For instance, acute myocarditis manifests as conduction disturbances due to second and third-degree atrioventricular block and ventricular arrhythmias and may require a pacemaker, antiarrhythmic drugs, or defibrillation.
Patients who develop severe LV systolic dysfunction generally require inotropic agents like epinephrine, norepinephrine, and milrinone. These patients are also treated with temporary mechanical circulatory supports, such as venoarterial extracorporeal membrane oxygenator, intra-aortic balloon pump, or intra-aorticaxial pumps.
Suppose the patients cannot be removed from temporary mechanical circulatory supports after two to three weeks. In that case, they are subjected to a long-term LV assist device, or an urgent heart transplant is considered.
After a heart transplant, about 5% of patients develop recurrent myocarditis. Treatment for this group of patients is controversial; only one randomized clinical trial assessed the efficacy of immunosuppression for acute myocarditis.
Notably, high-intensity physical exercise intensifies myocarditis. Clinicians recommend restriction in competitive sports or any form of intense physical activity for three to six weeks after the diagnosis.
After six months of diagnosis of acute myocarditis, clinicians typically measure troponin levels and order ECG ambulatory monitoring, echocardiogram, and a CMR, to investigate cardiac function.

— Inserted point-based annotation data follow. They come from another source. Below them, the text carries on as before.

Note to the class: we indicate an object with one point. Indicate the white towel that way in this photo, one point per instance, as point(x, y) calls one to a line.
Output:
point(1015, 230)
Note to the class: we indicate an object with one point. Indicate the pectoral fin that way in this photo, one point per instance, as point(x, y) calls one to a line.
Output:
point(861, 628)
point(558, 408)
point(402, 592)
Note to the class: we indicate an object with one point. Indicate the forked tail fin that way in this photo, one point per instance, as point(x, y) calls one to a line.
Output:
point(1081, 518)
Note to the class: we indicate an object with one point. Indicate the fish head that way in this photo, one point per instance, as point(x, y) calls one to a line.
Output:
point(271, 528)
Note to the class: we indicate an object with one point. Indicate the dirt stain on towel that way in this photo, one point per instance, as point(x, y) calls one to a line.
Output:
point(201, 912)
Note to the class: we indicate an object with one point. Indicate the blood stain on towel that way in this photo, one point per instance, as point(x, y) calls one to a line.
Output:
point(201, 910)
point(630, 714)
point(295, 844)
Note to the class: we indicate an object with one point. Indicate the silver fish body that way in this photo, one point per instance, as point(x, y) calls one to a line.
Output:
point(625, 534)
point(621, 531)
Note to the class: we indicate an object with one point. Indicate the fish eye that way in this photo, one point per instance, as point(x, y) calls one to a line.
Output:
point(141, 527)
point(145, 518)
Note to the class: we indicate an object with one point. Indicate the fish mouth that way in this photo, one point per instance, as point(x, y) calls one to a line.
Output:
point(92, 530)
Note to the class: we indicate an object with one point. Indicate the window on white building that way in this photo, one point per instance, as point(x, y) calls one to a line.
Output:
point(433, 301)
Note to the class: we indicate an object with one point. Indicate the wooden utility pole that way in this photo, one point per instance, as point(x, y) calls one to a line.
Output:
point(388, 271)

Typically, a treadmill exercise test is ordered to evaluate the patient’s condition before asking them to resume their normal physical activities.
Conclusion
Acute myocarditis affects 4-14 people per 100,000 per year annually. The first line of therapy depends on the severity, clinical presentation, and etiology. The study concludes that randomized clinical trials are necessary to determine optimal therapeutic interventions to tackle acute myocarditis.